Thank you all , Its a yes no question, But I were interested n how to prove it..

I would be inclined to just use the fact that three vectors form a basis for a three dimensional space if and only if they are independent- and use the definition of "independent".
a+ b, b+ c, and a+ c form a basis for R³ if and only if the only values of x, y, and z that make x(a+ b)+ y(b+ c)+ z(a+ c)= 0 are x= y= z= 0. Re write that as expressions in x, y, and z times "a", "b", and "c" separately and use the fact that a, b, and c are independent.

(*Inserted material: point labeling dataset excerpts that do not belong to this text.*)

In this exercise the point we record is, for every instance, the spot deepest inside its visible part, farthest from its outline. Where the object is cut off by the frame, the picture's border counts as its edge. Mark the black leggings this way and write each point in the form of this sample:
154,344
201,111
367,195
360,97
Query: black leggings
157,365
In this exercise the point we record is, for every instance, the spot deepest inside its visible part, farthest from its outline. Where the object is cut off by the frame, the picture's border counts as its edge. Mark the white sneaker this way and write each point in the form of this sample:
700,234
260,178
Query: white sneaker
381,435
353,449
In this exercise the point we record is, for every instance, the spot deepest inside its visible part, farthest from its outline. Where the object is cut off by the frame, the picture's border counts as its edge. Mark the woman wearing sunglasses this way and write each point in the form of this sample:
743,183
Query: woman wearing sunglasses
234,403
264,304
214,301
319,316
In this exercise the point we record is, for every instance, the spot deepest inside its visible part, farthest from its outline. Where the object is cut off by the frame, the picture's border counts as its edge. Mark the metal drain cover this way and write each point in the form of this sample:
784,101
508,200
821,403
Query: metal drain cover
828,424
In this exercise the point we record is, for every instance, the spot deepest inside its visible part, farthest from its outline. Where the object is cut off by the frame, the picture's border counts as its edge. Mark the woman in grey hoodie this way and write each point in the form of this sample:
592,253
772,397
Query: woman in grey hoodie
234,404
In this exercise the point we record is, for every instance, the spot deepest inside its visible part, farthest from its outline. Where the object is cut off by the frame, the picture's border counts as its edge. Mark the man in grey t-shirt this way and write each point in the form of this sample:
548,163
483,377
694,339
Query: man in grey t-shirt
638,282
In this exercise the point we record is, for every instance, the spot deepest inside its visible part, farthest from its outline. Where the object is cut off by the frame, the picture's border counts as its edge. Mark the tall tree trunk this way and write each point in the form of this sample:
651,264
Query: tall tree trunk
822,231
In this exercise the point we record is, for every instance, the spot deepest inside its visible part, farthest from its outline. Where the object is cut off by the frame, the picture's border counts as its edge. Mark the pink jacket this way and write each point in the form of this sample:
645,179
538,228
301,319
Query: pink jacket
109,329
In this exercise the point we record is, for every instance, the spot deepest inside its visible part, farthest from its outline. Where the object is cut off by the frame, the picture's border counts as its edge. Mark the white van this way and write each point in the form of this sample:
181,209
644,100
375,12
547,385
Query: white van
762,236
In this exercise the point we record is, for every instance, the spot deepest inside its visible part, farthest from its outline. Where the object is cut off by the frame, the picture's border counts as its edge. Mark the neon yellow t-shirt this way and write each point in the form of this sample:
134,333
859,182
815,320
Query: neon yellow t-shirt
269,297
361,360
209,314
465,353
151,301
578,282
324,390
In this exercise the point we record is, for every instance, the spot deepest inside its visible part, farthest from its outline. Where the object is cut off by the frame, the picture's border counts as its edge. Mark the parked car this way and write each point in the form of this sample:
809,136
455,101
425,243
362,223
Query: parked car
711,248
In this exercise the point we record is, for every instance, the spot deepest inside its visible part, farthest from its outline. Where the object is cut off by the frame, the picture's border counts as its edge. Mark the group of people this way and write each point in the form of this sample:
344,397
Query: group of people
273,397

Well I've tried this ... even before I posted the question, But I could not get to any solution.
Now I've tried again and made it
a(x+z)+b(z+y)+c(y+z)=0
then , x+z = z+y = y+z = 0
Thank you.

It can be shown, through elemental row procedures (on a 3x3 basis matrix) that the second basis: (a+b,b+c,c+a), could be reduces to the first one: (a,b,c).
thus it is a basis of R3.

I've checked, it can be done.

Try it for yourself :)

*P.S: the point of n vectors forming a basis in R^n space is that they aren't linearly dependent !

Thank you, I've also tried this before I've posted the question.. But for some reason I didn't made it..
After you told me you did it I looked at it again and it work..
Thank you
(R3-R2) -> (R3+R1) -> (R1-0.5R3) -> (R2-R1) Done...